Ocugen Completes Dosing In Phase 2/3 GARDian3 Trial For Stargardt Gene Therapy, Moves Toward BLA Filing After Successful Trial Progress

Ocugen, Inc. announced that dosing has been completed ahead of schedule in its Phase 2/3 GARDian3 pivotal trial evaluating OCU410ST, a gene therapy candidate for Stargardt disease. The study is designed to assess the efficacy and safety of the therapy across patients with ABCA4-associated retinal disorders.

“This enrollment milestone for a pivotal trial underscores the tremendous progress our team is making toward bringing a transformative therapy to people living with multiple ABCA4-related gene mutations including Stargardt disease,” said Dr. Shankar Musunuri, Chairman, Chief Executive Officer, and Co-founder of Ocugen. “The efficient and accelerated execution of this trial reflects the strong engagement of investigators and patients. It reinforces our confidence in OCU410ST as a potential one-time treatment option for all Stargardt patients who are desperately seeking rescue from blindness with no approved therapies to date.”

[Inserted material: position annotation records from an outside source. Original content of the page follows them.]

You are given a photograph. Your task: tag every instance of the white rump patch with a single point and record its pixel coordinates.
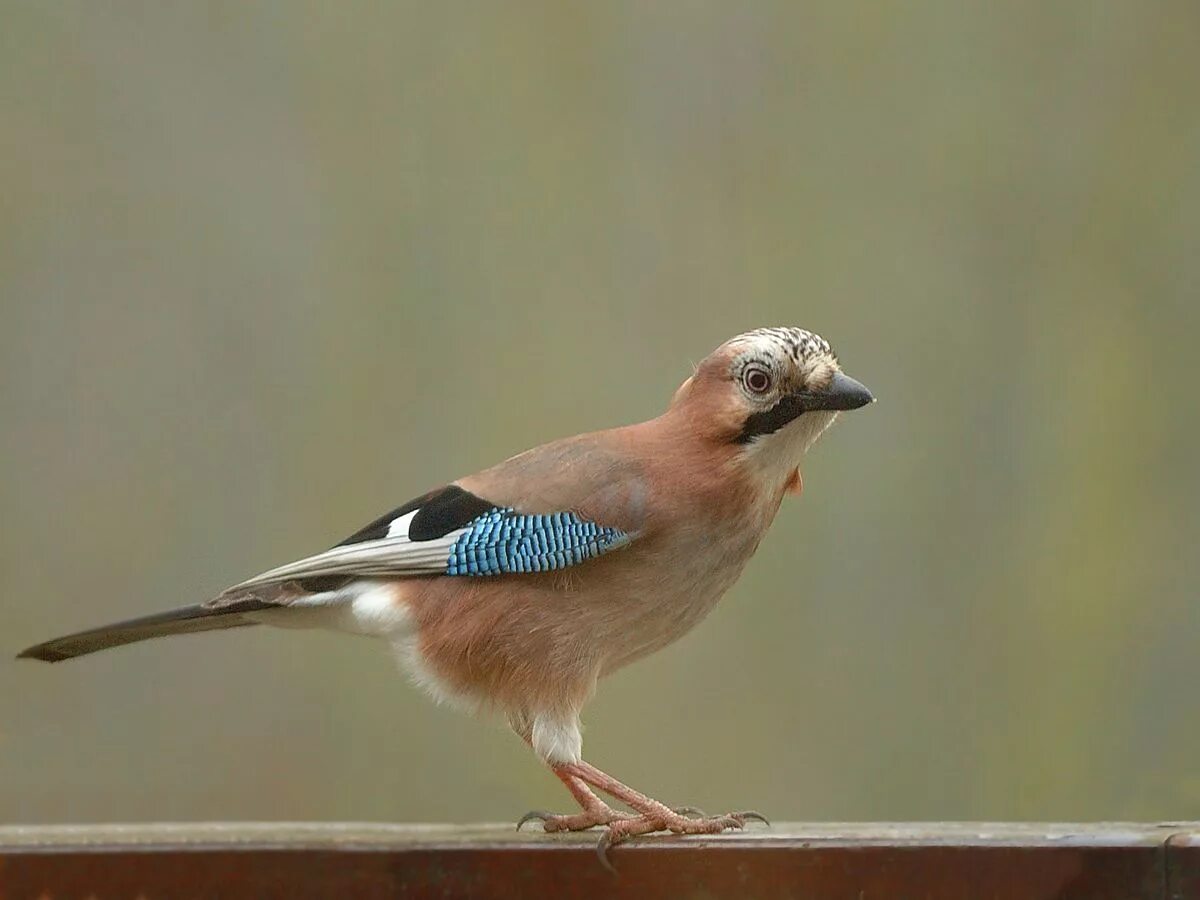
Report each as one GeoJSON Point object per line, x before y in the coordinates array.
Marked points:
{"type": "Point", "coordinates": [366, 606]}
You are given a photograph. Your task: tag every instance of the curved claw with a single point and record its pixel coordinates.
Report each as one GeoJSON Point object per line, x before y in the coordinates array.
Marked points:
{"type": "Point", "coordinates": [606, 840]}
{"type": "Point", "coordinates": [534, 815]}
{"type": "Point", "coordinates": [756, 816]}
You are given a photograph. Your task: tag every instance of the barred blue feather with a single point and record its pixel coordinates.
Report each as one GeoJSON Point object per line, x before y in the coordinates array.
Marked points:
{"type": "Point", "coordinates": [503, 541]}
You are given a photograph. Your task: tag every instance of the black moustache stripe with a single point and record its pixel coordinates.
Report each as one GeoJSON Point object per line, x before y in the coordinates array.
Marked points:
{"type": "Point", "coordinates": [768, 421]}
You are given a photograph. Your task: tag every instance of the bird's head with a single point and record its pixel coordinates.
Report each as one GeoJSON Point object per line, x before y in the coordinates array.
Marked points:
{"type": "Point", "coordinates": [768, 395]}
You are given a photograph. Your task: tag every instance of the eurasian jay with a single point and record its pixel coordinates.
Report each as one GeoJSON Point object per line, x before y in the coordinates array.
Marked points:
{"type": "Point", "coordinates": [520, 587]}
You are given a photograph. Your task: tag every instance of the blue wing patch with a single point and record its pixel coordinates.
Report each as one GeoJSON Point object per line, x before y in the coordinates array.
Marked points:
{"type": "Point", "coordinates": [502, 541]}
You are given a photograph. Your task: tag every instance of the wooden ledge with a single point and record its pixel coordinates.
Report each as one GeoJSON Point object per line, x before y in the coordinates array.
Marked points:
{"type": "Point", "coordinates": [297, 861]}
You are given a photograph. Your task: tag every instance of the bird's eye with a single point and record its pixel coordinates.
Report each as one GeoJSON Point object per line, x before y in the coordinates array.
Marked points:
{"type": "Point", "coordinates": [757, 381]}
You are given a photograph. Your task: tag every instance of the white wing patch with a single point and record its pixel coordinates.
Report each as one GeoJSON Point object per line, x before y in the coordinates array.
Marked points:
{"type": "Point", "coordinates": [387, 556]}
{"type": "Point", "coordinates": [399, 527]}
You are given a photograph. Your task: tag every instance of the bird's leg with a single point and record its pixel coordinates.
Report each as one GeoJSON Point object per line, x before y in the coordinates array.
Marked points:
{"type": "Point", "coordinates": [653, 816]}
{"type": "Point", "coordinates": [595, 811]}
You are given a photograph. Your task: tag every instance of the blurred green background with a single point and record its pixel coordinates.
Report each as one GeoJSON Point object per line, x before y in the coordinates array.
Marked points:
{"type": "Point", "coordinates": [270, 269]}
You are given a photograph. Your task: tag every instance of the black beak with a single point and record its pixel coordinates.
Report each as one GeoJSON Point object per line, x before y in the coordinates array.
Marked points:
{"type": "Point", "coordinates": [844, 393]}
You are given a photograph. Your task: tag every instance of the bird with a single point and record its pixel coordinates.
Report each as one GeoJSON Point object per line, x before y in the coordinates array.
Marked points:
{"type": "Point", "coordinates": [516, 589]}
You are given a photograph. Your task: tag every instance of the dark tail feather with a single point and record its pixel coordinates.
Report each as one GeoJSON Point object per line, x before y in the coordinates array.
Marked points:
{"type": "Point", "coordinates": [184, 621]}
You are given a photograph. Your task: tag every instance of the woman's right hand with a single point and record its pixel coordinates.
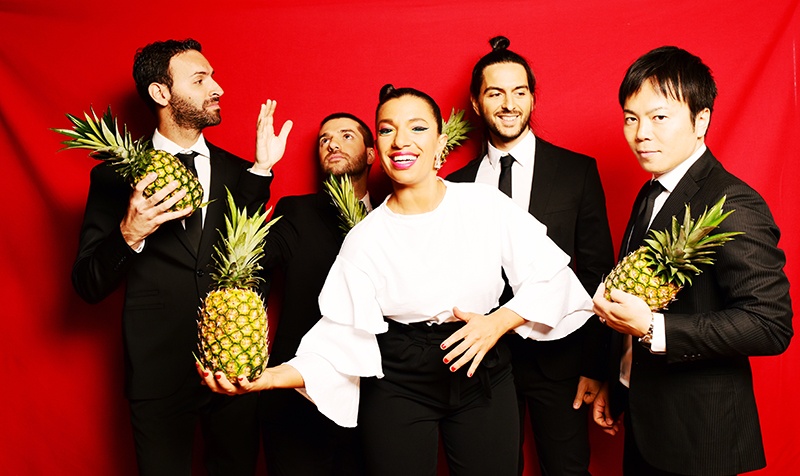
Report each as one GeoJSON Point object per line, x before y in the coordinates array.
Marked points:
{"type": "Point", "coordinates": [219, 383]}
{"type": "Point", "coordinates": [282, 376]}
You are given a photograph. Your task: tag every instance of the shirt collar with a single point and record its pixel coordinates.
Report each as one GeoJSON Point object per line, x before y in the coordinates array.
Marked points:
{"type": "Point", "coordinates": [670, 179]}
{"type": "Point", "coordinates": [162, 143]}
{"type": "Point", "coordinates": [523, 152]}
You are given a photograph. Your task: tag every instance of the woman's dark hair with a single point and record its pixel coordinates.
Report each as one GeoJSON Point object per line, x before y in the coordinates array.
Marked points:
{"type": "Point", "coordinates": [151, 65]}
{"type": "Point", "coordinates": [388, 92]}
{"type": "Point", "coordinates": [499, 54]}
{"type": "Point", "coordinates": [675, 73]}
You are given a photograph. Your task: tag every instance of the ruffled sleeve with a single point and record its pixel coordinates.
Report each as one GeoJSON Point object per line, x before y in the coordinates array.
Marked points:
{"type": "Point", "coordinates": [341, 347]}
{"type": "Point", "coordinates": [546, 292]}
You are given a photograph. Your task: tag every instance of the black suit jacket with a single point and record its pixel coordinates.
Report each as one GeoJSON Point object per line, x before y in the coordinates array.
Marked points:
{"type": "Point", "coordinates": [166, 282]}
{"type": "Point", "coordinates": [567, 197]}
{"type": "Point", "coordinates": [693, 410]}
{"type": "Point", "coordinates": [302, 244]}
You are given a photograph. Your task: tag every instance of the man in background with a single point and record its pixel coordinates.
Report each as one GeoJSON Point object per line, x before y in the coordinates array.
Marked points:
{"type": "Point", "coordinates": [562, 190]}
{"type": "Point", "coordinates": [302, 245]}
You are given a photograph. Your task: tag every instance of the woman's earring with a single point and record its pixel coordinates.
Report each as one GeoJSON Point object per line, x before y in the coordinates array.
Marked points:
{"type": "Point", "coordinates": [438, 161]}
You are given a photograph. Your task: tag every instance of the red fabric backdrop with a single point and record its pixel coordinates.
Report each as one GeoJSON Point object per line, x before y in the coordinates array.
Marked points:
{"type": "Point", "coordinates": [63, 411]}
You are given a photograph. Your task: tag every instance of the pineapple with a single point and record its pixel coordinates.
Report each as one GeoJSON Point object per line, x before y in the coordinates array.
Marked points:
{"type": "Point", "coordinates": [351, 209]}
{"type": "Point", "coordinates": [456, 129]}
{"type": "Point", "coordinates": [232, 326]}
{"type": "Point", "coordinates": [663, 266]}
{"type": "Point", "coordinates": [133, 159]}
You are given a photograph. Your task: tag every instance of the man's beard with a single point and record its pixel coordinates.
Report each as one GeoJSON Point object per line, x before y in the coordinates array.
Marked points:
{"type": "Point", "coordinates": [353, 168]}
{"type": "Point", "coordinates": [503, 134]}
{"type": "Point", "coordinates": [187, 115]}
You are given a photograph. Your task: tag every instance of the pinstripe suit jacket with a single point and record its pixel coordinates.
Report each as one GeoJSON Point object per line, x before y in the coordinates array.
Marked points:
{"type": "Point", "coordinates": [693, 409]}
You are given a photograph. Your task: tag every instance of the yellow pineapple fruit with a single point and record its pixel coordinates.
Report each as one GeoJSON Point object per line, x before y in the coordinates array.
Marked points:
{"type": "Point", "coordinates": [133, 159]}
{"type": "Point", "coordinates": [232, 324]}
{"type": "Point", "coordinates": [661, 267]}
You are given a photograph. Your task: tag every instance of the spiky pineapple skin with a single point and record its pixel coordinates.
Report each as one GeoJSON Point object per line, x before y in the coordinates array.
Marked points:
{"type": "Point", "coordinates": [170, 169]}
{"type": "Point", "coordinates": [634, 275]}
{"type": "Point", "coordinates": [233, 332]}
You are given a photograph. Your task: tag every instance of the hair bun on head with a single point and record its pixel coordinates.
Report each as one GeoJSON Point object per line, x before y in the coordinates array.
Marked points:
{"type": "Point", "coordinates": [385, 91]}
{"type": "Point", "coordinates": [499, 43]}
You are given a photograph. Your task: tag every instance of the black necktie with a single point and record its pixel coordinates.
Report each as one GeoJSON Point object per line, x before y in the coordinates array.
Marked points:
{"type": "Point", "coordinates": [643, 218]}
{"type": "Point", "coordinates": [504, 184]}
{"type": "Point", "coordinates": [193, 223]}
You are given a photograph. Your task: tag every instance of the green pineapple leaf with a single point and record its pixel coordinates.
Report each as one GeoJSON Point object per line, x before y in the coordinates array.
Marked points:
{"type": "Point", "coordinates": [456, 128]}
{"type": "Point", "coordinates": [351, 209]}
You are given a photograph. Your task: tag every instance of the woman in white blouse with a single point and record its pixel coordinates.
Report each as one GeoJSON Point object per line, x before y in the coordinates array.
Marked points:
{"type": "Point", "coordinates": [411, 300]}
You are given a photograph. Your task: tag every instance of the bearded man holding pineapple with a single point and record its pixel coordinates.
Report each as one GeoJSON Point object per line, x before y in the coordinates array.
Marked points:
{"type": "Point", "coordinates": [686, 386]}
{"type": "Point", "coordinates": [137, 238]}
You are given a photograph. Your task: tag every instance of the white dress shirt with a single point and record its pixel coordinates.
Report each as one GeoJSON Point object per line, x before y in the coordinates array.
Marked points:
{"type": "Point", "coordinates": [521, 169]}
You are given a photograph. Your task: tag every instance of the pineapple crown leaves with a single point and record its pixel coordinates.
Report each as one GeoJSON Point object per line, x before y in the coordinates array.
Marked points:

OCU410ST is a one-time subretinal injection using an AAV5-based platform to deliver the hRORA gene, aiming to slow or halt retinal degeneration and preserve vision. The trial enrolled 63 patients, with treated participants receiving the therapy in the eye with poorer vision, while the control group remained untreated.

"I am encouraged by the enthusiastic response and rapid enrollment in the GARDian3 registrational clinical trial for Stargardt disease, a devastating pediatric-onset retinal disorder affecting approximately 100,000 patients in the U.S. and Europe," said Dr. Huma Qamar, Chief Medical Officer of Ocugen. “Our trial encompasses pediatric to adult, and early to advanced stage subjects to address critical unmet medical need.”

The primary endpoint focuses on reducing atrophic lesion size at 12 months, while secondary endpoints include improvements in visual acuity and low-light vision. Additional observational measures, such as preservation of the ellipsoid zone, are expected to provide early indicators of therapeutic benefit. Interim results are anticipated in the third quarter of 2026.

“As a treating retina specialist, I see how the natural history of Stargardt disease leads to relentless enlargement of atrophic lesions and gradual loss of central visual acuity, often at a young age," said Christine Kay, MD, Vitreo Retinal Associates, Florida and a principal investigator in the GARDian3 trial. "The opportunity to intervene at an early stage of disease with a one-time subretinal gene therapy like OCU410ST that can potentially slow lesion growth, preserve visual function over time, and save vision before irreversible damage represents an exciting and much-needed shift from watching patients decline to proactively altering the course of their disease."

The therapy has shown a favourable safety and tolerability profile so far, with no serious adverse events reported. Ocugen plans to use one-year data from the study to support a Biologics License Application (BLA), targeting a mid-2027 submission as part of its broader pipeline strategy.